關元鶴見她躲開自己,卻是將眉一挑手臂一伸便將慧安拉了過來,固在了懷中,感覺慧安掙扎,他卻沉聲道:“別動。”慧安這才好笑地安靜下來,關元鶴便將下巴放在她的肩頭上,沉聲在她耳邊道:“以後不準躲開我。”
慧安聞言一愣,只關元鶴的口氣卻是霸道無比,不容一絲辯駁的餘地,她不覺哭笑不得,感受到他摟在腰間的手猛然用力,慧安才忙著點頭道:“知道了,知道了。你先放開我,我手頭的活計沒弄好呢。”
上次那隻小狗沒包紮好傷口慧安就被關元鶴抱了回去,結果那隻狗傷口感染沒兩日便去了,今兒慧安豈能再隨著他。

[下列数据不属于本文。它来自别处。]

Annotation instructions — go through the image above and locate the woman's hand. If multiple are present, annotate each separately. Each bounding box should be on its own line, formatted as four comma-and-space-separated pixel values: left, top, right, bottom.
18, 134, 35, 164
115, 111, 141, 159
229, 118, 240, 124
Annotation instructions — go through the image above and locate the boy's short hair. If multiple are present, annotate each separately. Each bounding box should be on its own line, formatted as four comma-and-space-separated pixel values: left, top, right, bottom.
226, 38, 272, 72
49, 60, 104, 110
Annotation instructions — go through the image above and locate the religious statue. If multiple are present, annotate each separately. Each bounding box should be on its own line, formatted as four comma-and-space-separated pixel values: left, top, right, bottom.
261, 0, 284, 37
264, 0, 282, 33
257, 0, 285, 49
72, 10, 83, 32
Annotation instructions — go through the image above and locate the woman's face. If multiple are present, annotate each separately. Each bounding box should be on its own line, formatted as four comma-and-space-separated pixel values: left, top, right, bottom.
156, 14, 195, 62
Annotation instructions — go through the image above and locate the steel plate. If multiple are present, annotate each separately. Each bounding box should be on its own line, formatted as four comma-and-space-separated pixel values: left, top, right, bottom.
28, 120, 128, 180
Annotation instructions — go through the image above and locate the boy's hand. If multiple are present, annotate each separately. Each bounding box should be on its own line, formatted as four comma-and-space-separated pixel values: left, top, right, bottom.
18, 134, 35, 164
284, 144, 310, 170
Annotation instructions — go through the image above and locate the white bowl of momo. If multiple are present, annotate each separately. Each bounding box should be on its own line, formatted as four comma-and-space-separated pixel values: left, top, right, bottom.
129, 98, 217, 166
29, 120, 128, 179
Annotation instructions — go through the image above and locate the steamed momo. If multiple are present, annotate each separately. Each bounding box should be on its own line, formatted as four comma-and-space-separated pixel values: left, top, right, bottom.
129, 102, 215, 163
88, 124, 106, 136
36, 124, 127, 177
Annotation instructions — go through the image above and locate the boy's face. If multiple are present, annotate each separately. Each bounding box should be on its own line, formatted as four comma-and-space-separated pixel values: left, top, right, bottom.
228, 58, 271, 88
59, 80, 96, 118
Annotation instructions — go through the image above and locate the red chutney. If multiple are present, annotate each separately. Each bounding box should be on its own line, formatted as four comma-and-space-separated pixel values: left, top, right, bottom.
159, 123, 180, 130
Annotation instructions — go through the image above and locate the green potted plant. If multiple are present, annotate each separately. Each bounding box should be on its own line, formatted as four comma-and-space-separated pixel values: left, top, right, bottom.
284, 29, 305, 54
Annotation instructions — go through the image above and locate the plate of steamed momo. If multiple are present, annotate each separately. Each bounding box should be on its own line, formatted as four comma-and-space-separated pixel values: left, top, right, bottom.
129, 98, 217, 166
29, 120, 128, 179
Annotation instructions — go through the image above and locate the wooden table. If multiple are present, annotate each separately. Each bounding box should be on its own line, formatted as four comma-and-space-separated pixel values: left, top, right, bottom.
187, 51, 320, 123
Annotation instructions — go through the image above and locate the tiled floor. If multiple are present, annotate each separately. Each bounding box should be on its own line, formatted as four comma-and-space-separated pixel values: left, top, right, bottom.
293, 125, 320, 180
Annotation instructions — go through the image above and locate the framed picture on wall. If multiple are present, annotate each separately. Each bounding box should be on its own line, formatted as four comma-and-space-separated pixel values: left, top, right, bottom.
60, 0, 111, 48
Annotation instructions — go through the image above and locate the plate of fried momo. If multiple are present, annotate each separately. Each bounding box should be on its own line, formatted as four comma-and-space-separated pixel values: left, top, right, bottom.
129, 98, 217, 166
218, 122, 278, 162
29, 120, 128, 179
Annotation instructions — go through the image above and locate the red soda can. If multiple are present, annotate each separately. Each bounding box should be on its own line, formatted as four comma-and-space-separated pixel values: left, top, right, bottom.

關元鶴聞言卻不願意了,不由分說他抱了慧安便往書案前走。
他在案後坐下,將慧安放在膝頭,不顧她好言好語的相求,只道:“幾日都不曾好好說說話,你便不想我?”他說著卻是在慧安的耳邊輕輕啄了下,慧安登時心一酥接著便安靜了下來,窩在關元鶴的懷中享受著此番的靜謐,關元鶴卻也沒再吭聲,只緊了緊懷抱,靠著椅背閉上了眼晴,半晌慧安才輕聲一笑,道:“這便是所謂的歲月靜好嗎?
關元鶴聞言睜開眼晴瞧向慧安,回道:“歲月靜好,浮生來回,默等一人生死陪……所謂的歲月靜好大致當如是了。”
關元鶴的聲音帶著一種繾綣的溫柔,慧安笑著抬眸正迎上他深邃的眸子,兩人相對無語,半晌關元鶴才啄了下慧安的唇,笑著道:“汪楊松已經在回京的路上了,大概再幾日便就到了。”
慧安聞言微愣,接著才眉眼彎起道:“你怎麼把他調回來的?這叫不叫徇私枉法?”關元鶴卻道:“朝廷從西藩又購了一批戰馬,他這次回來是為運送戰馬之事,可和我沒關係。”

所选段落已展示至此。